WFPO plant height decreased somewhat with collection year (r = −.292). Although the central region of North America, which includes the range of WFPO, is expected to experience an overall increase in precipitation during early spring as the climate changes (Gutowski et al., 2008; U.S. Climate Change Science Program, 2008), our collection data suggest that accumulated precipitation between 1 January and collection date have generally decreased at collection sites since 1894 (r = −.451). Species that specialize in wetter habitats, such as WFPO, may be especially vulnerable to frequent drought conditions, which are expected to become more common in the future (Craine et al., 2011).

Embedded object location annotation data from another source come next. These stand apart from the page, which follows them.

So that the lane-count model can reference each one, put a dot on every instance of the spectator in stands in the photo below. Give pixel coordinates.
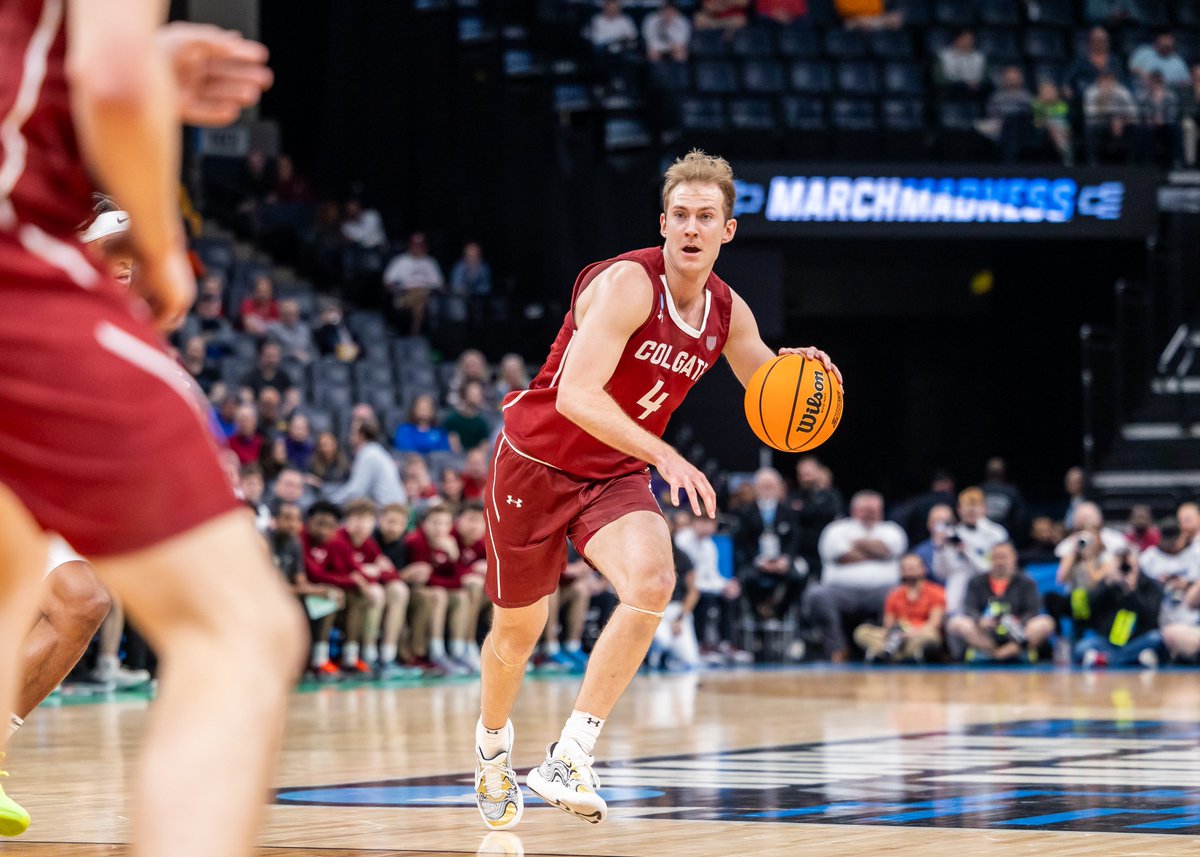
(252, 487)
(611, 29)
(1002, 616)
(363, 226)
(1074, 484)
(1141, 532)
(868, 15)
(329, 462)
(474, 474)
(450, 489)
(1043, 541)
(471, 275)
(977, 533)
(1162, 135)
(411, 277)
(466, 424)
(513, 376)
(961, 66)
(261, 307)
(247, 442)
(781, 11)
(1003, 502)
(912, 618)
(1012, 107)
(333, 337)
(721, 15)
(1159, 57)
(1125, 606)
(289, 487)
(1083, 73)
(1051, 123)
(718, 595)
(298, 442)
(815, 504)
(432, 547)
(859, 567)
(421, 433)
(373, 473)
(666, 34)
(293, 335)
(766, 545)
(1111, 115)
(268, 371)
(291, 187)
(196, 361)
(939, 521)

This analysis, although expansive over time (1894–2012) and latitude (37.5°–49.9°), has few observations (n = 90) and is therefore limited. Site and year specific conditions, such as drainage qualities and nutrient availability, as well as genetic characteristics of the population, also contribute to plant height and reproductive effort, and we were not able to assess these with our dataset. There may also be mutualistic interactions, such as those between WFPO and plant mycorrhiza infection, or lagged effects, such as with plant germination and early growth, that we know little about and cannot deduce from herbarium specimens (Rasmussen, Dixon, Jersakova, & Tesitelova, 2015). Furthermore, collectors may also have been biased in the choice of specimen (Lang, Willems, Scheepens, Burbano, & Bossdorf, 2018), picking the largest or most productive plants. Unfortunately, herbarium labels often lack this important information and revisiting sites is impossible as many of the populations have been extirpated.

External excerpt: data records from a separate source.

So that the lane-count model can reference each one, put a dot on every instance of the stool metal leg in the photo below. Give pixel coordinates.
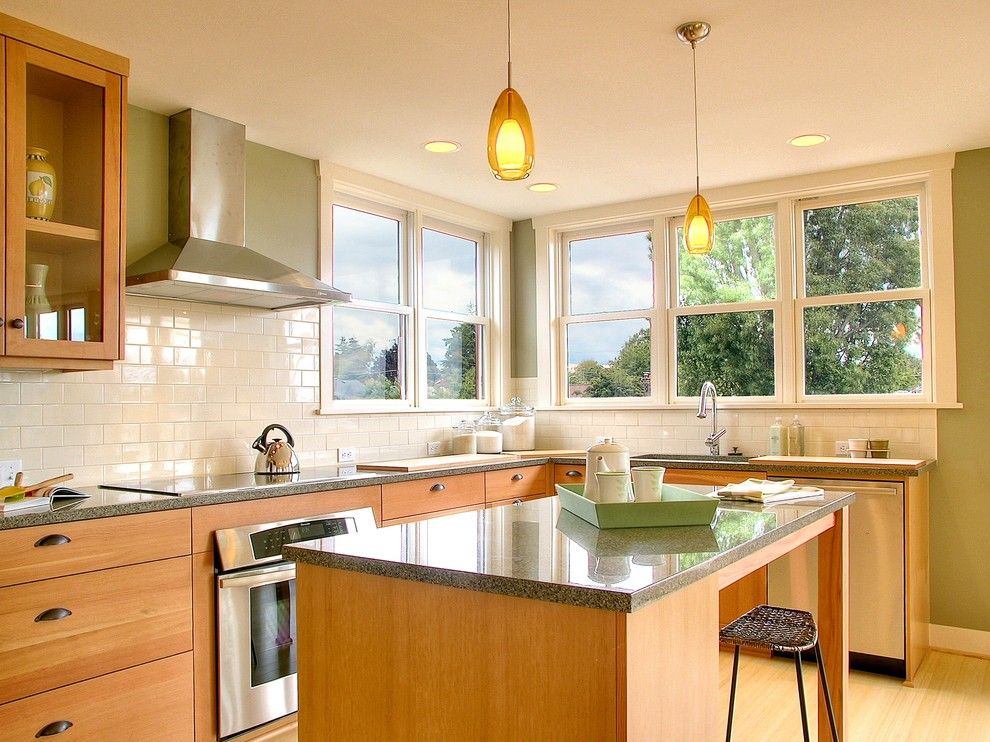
(804, 710)
(828, 697)
(732, 693)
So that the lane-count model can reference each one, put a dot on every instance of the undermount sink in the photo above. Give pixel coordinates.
(689, 457)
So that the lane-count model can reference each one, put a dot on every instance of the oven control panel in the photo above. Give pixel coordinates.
(270, 542)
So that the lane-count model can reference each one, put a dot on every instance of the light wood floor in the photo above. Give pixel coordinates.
(950, 702)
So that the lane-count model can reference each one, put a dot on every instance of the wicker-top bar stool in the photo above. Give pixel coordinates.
(780, 630)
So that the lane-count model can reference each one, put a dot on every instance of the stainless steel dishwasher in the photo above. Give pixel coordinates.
(877, 617)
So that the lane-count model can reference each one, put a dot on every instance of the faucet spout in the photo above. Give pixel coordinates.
(712, 441)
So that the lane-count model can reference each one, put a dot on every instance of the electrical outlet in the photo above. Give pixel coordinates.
(8, 470)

Understanding how climate change will affect natural systems is a significant and growing challenge for scientists and natural resource managers (Hannah et al., 2002; Williams, Jackson, & Kutzbach, 2007). Limited financial and personnel resources constrain monitoring, yet understanding population characteristics is critical for conserving vulnerable species (Fay, Paillet, & Dixon, 2015; McLachlan, Hellmann, & Schwartz, 2007). Herbaria specimens, while imperfect, are collected over broad spatial and temporal scales and represent time capsules that allow us to infer species response to changes in climate based on their responses in the past (Jones & Daehler, 2018; Lang et al., 2018; Meineke, Davis, & Davies, 2018; Pearse, Davis, Inouye, Primack, & Davies, 2017). Expanding this analysis to other species, such as other members of the Orchidaceae, would further refine our understanding of plant response to change.

CONFLICT OF INTEREST

We do not have any conflicts of interest.

AUTHOR CONTRIBUTIONS

Lori A. Biederman: Conceptualization (lead); data curation (lead); formal analysis (lead); funding acquisition (lead); investigation (lead); methodology (lead); project administration (lead); resources (lead); software (lead); supervision (lead); validation (lead); writing – original draft (lead); writing – review and editing (equal). Sydney M. Weldon: Data curation (supporting); resources (supporting); writing – review and editing (supporting). Derek S. Anderson: Conceptualization (supporting); methodology (supporting); writing – review and editing (equal). Mark J. Leoschke: Conceptualization (supporting); methodology (supporting); writing – review and editing (supporting).